The U.S.’s logic is clear. KRG oil sales provide the Kurds a financial base with which to stabilize a potential fledging independent state. If the Kurds are unable to sell oil, they will have to parlay with Baghdad to solve the budgetary dispute. However, the U.S. misjudges the Kurds—both their likely steps after independent oil sales and their response to interference with oil revenues.
Distinct Kurdish oil sales have always been more likely to bring the KRG to the Iraqi bargaining table. They seek concessions from the central government, and the threat posed by independent revenue streams may be more valuable than the ability to declare national independence.
First, Kurdistan benefits greatly from its access to the greater Iraqi market. Kurdish businesses of all sizes are bolstered by a market size of 30 million people, and these businesses would suffer from an independence bid that—at least in the near term—slashed the market size by five-sixths. A fledgling independent Kurdistan with a hobbled private sector would rely even more heavily on oil revenues—intensifying the oil-fueled Dutch disease and jeopardizing the nascent country’s economic health.
Second, the Kurds have historically—and to this day—looked for opportunities to strike bargains with their Arab co-nationalists to the south. During the civil war in 1996, Kurdistan President Massoud Barzani’s Kurdistan Democratic Party invited Saddam Hussein’s forces into the Kurdish region to bolster the KDP in its fight with the Patriotic Union of Kurdistan. Kurdish history is filled with many more prosaic examples.
The KRG displayed its traditional pragmatic spirit after the pesh merga moved into the areas of Kirkuk vacated by the Iraqi armed forces. Once in control of Kirkuk’s oil establishments, the KRG initially demanded an increase in its share of the national budget from 17 to 25 percent, to account for increases in the population served—and energy resources controlled—by the KRG. Having just taken control of one of the largest, highest quality oil fields in the world, the Kurds spoke not of an independence bid but of renegotiating terms with Baghdad.
Now, the efforts of Baghdad and the U.S. to foil KRG oil sales may ultimately compel Kurdistan to declare independence. Without funding from the central government, and lacking access to revenues earned from KRG oil sales, Kurdistan is starved for finances. Short-term solutions of borrowing and belt-tightening are exactly that.
If Kurdistan declares independence, its options for oil sales proliferate. The ITP agreement stipulates that Turkey controls the pipeline segment in its territory. An independent Kurdistan with pipelines directly into Turkey would strengthen the Turks’ legal position, and increasing Kurdish production might incentivize Turkey to abrogate the ITP entirely. The civil war in Iraq inspires little confidence that Baghdad will begin pumping through the ITP anytime soon.

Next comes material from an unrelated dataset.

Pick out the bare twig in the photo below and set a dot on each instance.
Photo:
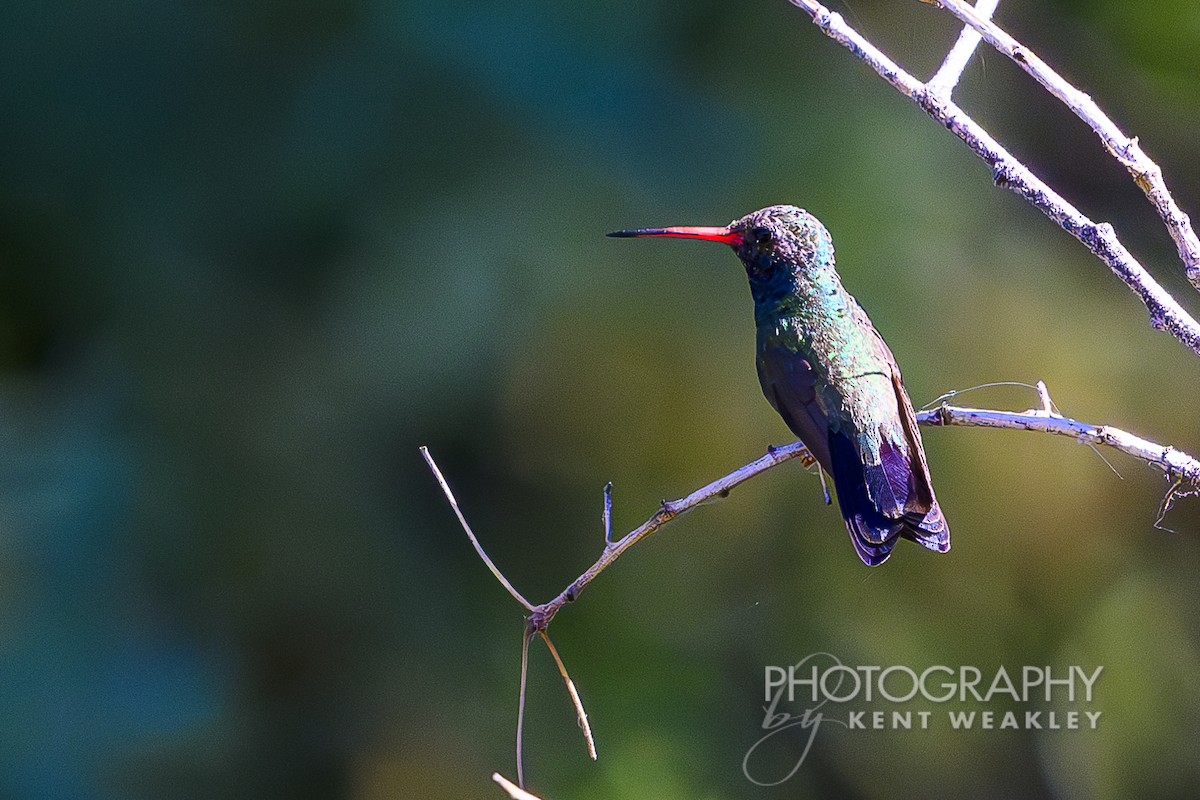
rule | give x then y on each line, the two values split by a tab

Despite Barzani’s rousing calls, a swift move toward independence could be unsettling. The KRG might prefer to use its control over Kirkuk and its military strength to pressure Baghdad to renegotiate terms. But, cut out of the state budget and frozen out of its own oil revenues, the Kurds may have little choice but to declare. The Baghdad-U.S. front designed to stymie Kurdish independence may be the very reality driving the Kurds ineluctably toward it.
Dov Friedman is a graduate student at Yale University’s Jackson Institute for Global Affairs. He is currently researching foreign policy in emerging energy states with support from the Coca-Cola World Fund.